Was hat er auf einmal mit der Linkspartei zu schaffen? Führt der
Bundespräsident jetzt etwa die Koalitionsverhandlungen? Darf er das?
Kein Bundeskanzler ohne Bundespräsident. Keine Neuwahl ohne
Bundespräsident. Keine Minderheitsregierung ohne Bundespräsident. So
steht es im Grundgesetz. Wer, wie Joachim Gauck, am Ende von
Koalitionsverhandlungen womöglich eine schwierige Entscheidung
treffen muss, tut gut daran, sich vorher mit den Motiven der
Beteiligten auseinanderzusetzen. Gaucks Premiere hat auch eine sehr
persönliche Note. Wohl keiner seiner Vorgänger hatte überparteilich
ein derartiges Ansehen wie dieser Mann, der einmal von der SPD zum
Staatsoberhaupt vorgeschlagen wurde, dann wieder von der FDP. Nun
wissen wir nicht, was genau er gestern mit Merkel besprochen hat. Die
interessanteste Frage an die amtierende Bundeskanzlerin wäre gewesen:
Streben Sie eigentlich insgeheim Neuwahlen an, weil Sie dann
vielleicht noch stärker werden mit Ihrer Union und weil die FDP,
inzwischen geführt von Christian Lindner, auch wieder hereinkommt, so
dass es für Schwarz-Gelb reicht? Würden Sie mit der AfD koalieren?

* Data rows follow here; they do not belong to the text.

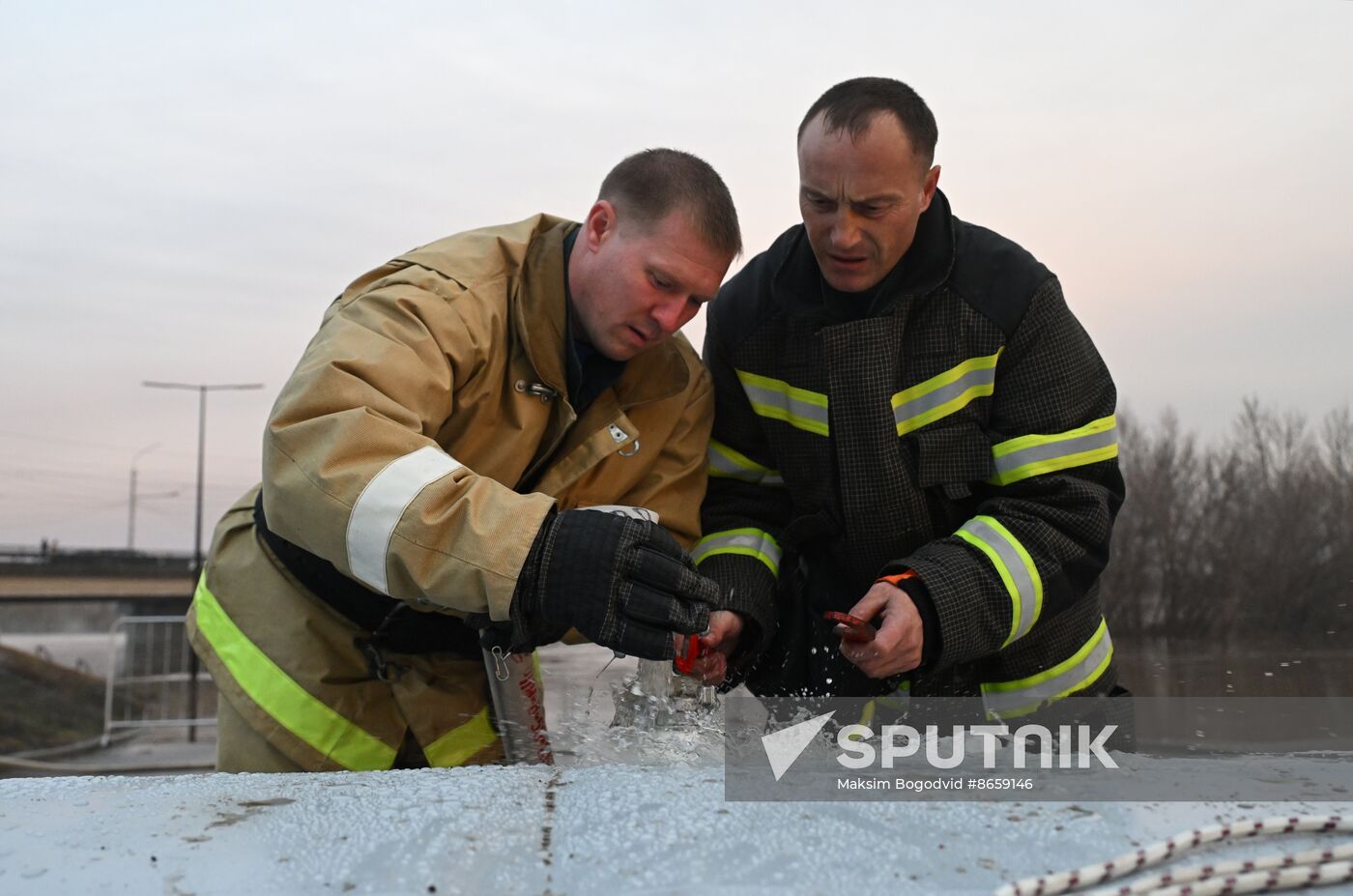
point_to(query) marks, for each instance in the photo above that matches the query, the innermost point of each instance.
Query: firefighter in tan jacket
(423, 474)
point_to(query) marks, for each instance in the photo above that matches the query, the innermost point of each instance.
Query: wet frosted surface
(628, 812)
(531, 830)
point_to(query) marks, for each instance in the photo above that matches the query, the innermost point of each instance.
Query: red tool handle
(686, 662)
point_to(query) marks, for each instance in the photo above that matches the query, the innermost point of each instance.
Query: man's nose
(845, 232)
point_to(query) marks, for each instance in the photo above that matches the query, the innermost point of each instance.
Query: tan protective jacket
(418, 446)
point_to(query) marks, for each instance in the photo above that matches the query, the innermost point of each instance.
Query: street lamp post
(202, 389)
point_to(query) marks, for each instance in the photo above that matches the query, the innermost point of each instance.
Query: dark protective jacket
(961, 426)
(415, 452)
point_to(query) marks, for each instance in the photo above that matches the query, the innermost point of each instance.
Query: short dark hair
(852, 104)
(653, 183)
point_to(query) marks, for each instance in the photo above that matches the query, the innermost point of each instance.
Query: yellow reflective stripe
(777, 399)
(897, 702)
(1014, 564)
(944, 394)
(462, 742)
(746, 541)
(294, 708)
(1010, 699)
(734, 465)
(1032, 455)
(900, 699)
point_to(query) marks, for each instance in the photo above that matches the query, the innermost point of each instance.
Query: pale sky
(186, 189)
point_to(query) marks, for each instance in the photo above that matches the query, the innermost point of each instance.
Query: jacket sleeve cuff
(915, 588)
(748, 591)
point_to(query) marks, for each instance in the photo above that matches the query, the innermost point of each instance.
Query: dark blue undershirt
(589, 371)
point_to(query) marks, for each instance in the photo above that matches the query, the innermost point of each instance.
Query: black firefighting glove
(625, 584)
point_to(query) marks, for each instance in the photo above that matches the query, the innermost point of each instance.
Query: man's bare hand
(719, 643)
(897, 648)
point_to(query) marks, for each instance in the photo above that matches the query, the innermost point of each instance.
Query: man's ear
(929, 187)
(599, 225)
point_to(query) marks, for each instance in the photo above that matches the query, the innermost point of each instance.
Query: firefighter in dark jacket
(910, 426)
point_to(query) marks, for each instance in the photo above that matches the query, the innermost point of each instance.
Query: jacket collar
(538, 310)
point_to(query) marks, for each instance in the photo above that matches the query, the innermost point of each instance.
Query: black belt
(391, 625)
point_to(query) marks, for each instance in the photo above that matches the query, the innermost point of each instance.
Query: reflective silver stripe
(1014, 564)
(746, 541)
(726, 462)
(944, 394)
(382, 506)
(1032, 455)
(777, 399)
(1010, 699)
(625, 510)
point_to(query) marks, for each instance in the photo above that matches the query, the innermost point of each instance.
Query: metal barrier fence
(155, 679)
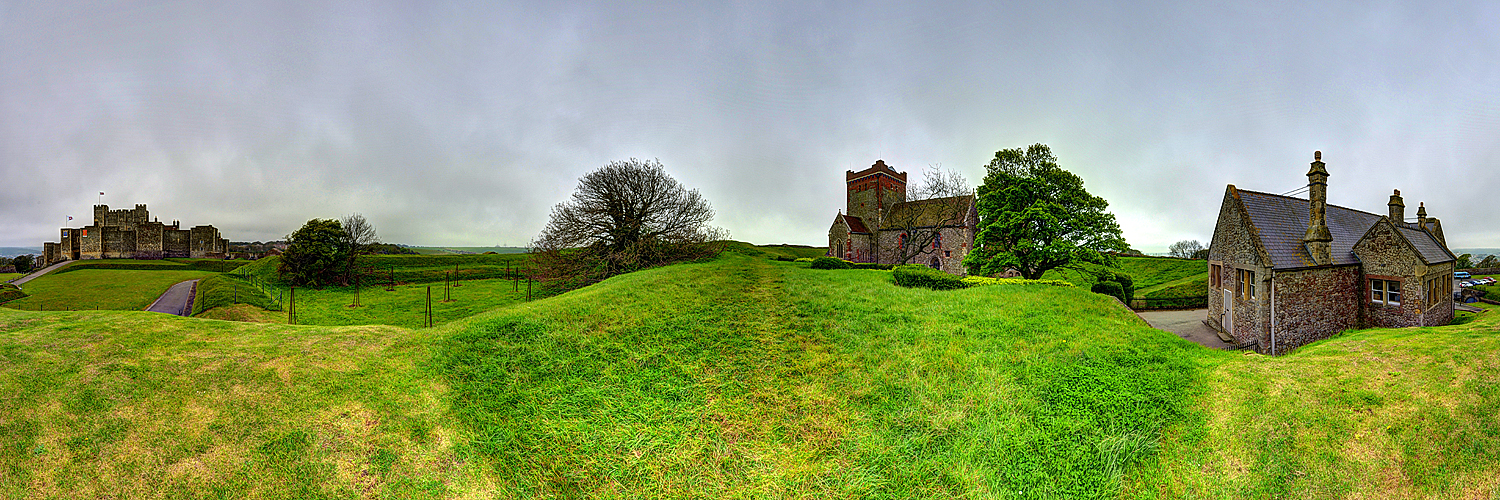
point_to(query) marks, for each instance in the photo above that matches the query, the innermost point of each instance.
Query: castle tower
(872, 191)
(1317, 239)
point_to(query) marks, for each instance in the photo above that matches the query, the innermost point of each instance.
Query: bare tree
(624, 216)
(359, 234)
(1185, 249)
(942, 200)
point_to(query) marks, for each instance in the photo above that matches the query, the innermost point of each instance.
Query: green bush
(1109, 289)
(11, 292)
(830, 263)
(923, 277)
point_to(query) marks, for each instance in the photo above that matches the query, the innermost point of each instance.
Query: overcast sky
(464, 123)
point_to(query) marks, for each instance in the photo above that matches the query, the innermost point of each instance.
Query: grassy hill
(741, 377)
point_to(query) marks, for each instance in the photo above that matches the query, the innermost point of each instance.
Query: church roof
(1283, 221)
(855, 224)
(948, 212)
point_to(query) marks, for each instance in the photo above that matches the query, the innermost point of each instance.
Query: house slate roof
(921, 213)
(1283, 221)
(855, 224)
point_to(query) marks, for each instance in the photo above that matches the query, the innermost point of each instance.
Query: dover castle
(131, 233)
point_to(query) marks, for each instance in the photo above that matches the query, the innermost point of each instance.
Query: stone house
(1284, 272)
(879, 225)
(131, 233)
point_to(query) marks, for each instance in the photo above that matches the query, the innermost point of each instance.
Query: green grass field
(741, 377)
(99, 289)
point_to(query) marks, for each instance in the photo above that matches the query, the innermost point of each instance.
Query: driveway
(176, 301)
(1187, 325)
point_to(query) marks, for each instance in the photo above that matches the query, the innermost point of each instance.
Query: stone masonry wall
(1233, 248)
(1386, 256)
(1314, 304)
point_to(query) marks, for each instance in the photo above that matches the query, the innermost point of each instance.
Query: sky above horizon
(464, 123)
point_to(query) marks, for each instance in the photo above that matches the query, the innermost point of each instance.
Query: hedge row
(984, 281)
(923, 277)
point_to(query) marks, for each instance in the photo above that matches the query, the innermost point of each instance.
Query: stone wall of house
(1386, 256)
(1233, 248)
(1311, 305)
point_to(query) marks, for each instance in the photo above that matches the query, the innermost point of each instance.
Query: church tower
(873, 191)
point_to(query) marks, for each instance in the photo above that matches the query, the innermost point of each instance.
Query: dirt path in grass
(176, 301)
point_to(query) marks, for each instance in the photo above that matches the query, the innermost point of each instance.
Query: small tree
(317, 254)
(1037, 216)
(359, 237)
(624, 216)
(23, 263)
(942, 200)
(1185, 248)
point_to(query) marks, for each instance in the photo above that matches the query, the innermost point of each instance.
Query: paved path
(1187, 325)
(176, 301)
(38, 274)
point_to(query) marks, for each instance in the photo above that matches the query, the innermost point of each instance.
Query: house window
(1385, 292)
(1245, 284)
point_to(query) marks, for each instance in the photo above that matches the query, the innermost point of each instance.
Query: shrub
(1109, 289)
(830, 263)
(986, 281)
(918, 275)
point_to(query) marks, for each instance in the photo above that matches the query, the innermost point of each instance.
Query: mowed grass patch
(99, 289)
(149, 406)
(404, 307)
(1383, 413)
(744, 377)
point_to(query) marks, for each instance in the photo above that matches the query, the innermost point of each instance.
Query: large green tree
(1037, 216)
(317, 256)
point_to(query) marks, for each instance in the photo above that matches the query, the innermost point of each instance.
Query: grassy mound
(101, 289)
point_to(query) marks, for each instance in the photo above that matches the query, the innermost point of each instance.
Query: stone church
(881, 225)
(131, 233)
(1284, 272)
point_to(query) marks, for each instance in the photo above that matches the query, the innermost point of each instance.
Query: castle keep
(131, 233)
(1284, 272)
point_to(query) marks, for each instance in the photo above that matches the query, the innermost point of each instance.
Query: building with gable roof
(881, 225)
(1284, 272)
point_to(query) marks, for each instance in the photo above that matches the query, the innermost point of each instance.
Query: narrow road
(38, 274)
(176, 301)
(1187, 325)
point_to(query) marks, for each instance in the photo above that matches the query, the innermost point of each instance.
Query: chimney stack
(1317, 240)
(1397, 207)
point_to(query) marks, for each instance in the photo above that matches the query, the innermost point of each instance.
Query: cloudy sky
(464, 123)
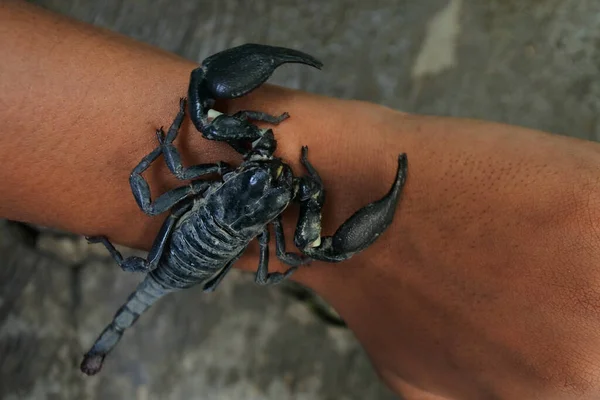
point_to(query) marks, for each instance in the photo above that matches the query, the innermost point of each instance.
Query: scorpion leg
(293, 259)
(145, 295)
(139, 264)
(261, 116)
(172, 157)
(354, 235)
(263, 276)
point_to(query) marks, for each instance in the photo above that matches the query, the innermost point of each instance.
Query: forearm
(492, 218)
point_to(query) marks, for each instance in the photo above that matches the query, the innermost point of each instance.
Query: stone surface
(533, 63)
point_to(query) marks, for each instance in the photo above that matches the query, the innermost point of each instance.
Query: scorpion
(212, 221)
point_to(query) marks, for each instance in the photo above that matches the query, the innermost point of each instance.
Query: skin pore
(485, 286)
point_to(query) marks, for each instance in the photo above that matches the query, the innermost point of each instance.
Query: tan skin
(487, 284)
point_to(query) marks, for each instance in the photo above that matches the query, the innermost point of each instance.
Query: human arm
(493, 250)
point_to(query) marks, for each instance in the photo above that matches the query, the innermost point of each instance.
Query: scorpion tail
(145, 295)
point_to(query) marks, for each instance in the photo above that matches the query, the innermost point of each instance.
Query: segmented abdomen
(199, 247)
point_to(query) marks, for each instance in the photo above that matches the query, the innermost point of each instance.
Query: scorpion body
(211, 222)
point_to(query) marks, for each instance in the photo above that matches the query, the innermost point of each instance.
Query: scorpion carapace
(211, 223)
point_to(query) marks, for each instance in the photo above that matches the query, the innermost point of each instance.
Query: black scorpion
(211, 222)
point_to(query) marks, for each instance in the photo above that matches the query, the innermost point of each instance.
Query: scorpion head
(253, 196)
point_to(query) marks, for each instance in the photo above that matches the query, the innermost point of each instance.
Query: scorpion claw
(237, 71)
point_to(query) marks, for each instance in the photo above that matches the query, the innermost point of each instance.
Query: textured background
(528, 62)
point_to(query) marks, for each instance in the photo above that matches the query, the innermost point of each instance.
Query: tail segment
(145, 295)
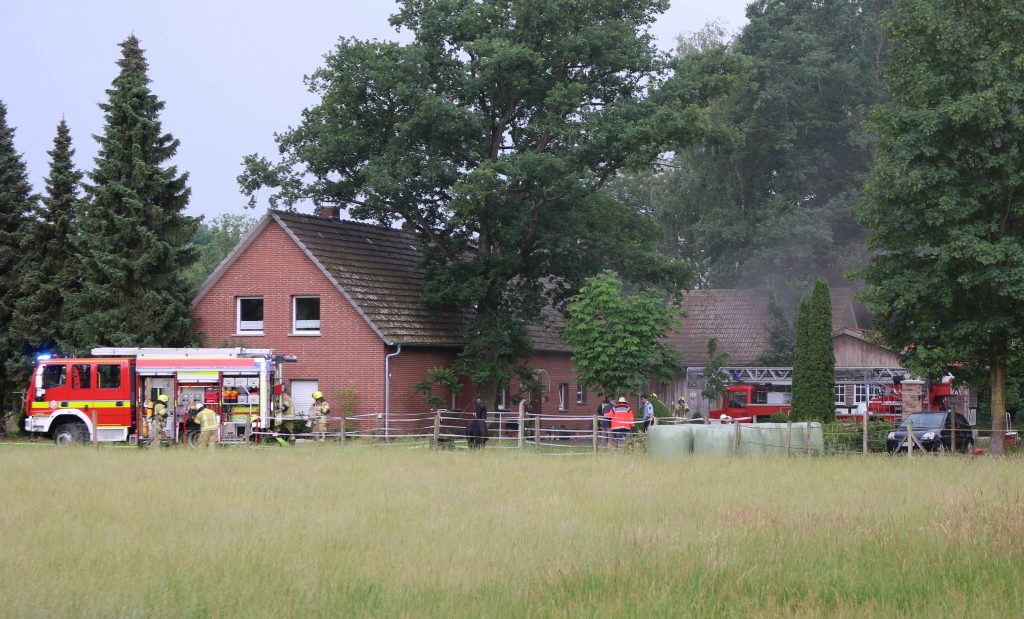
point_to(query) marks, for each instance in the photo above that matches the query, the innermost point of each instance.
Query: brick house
(344, 298)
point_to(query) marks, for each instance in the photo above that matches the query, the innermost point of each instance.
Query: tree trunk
(997, 375)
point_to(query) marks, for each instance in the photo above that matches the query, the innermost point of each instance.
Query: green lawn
(335, 531)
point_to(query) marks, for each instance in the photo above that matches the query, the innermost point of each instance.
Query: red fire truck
(104, 397)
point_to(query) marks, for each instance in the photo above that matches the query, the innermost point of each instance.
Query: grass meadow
(328, 531)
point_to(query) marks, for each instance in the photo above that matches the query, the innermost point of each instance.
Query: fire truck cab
(745, 402)
(107, 397)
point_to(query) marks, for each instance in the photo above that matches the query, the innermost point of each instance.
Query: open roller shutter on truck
(302, 396)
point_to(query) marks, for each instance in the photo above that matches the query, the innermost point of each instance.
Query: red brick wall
(348, 352)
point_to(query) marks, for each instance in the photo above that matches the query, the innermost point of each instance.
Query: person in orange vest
(622, 420)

Und was antwortet Horst Seehofer, wenn Gauck den bayerischen
Ministerpräsidenten fragt, was diesem wichtiger ist: Der Verzicht auf
höhere Steuern für Deutschland oder mehr Geld für Bayern? Und was
Gabriel, wenn Gauck wissen will, weshalb die SPD in ihren Forderungen
den Sieger spielt, obwohl sie doch verloren hat? An diesen Beispielen
zeigt sich, weshalb Gaucks Vorstoß problematisch ist. Eine Rolle, wie
er sie jetzt augenscheinlich anstrebt, sieht die Verfassung nicht
vor. Darin steckt die unorthodoxe Chance, sich einfach mal in
schwieriger Situation als Moderator zu versuchen. Darin steckt aber
auch das orthodoxe Risiko, dass seine Gesprächspartner ihn freundlich
diplomatisch abprallen lassen werden. Stärker wird auch ein
Bundespräsident davon nicht.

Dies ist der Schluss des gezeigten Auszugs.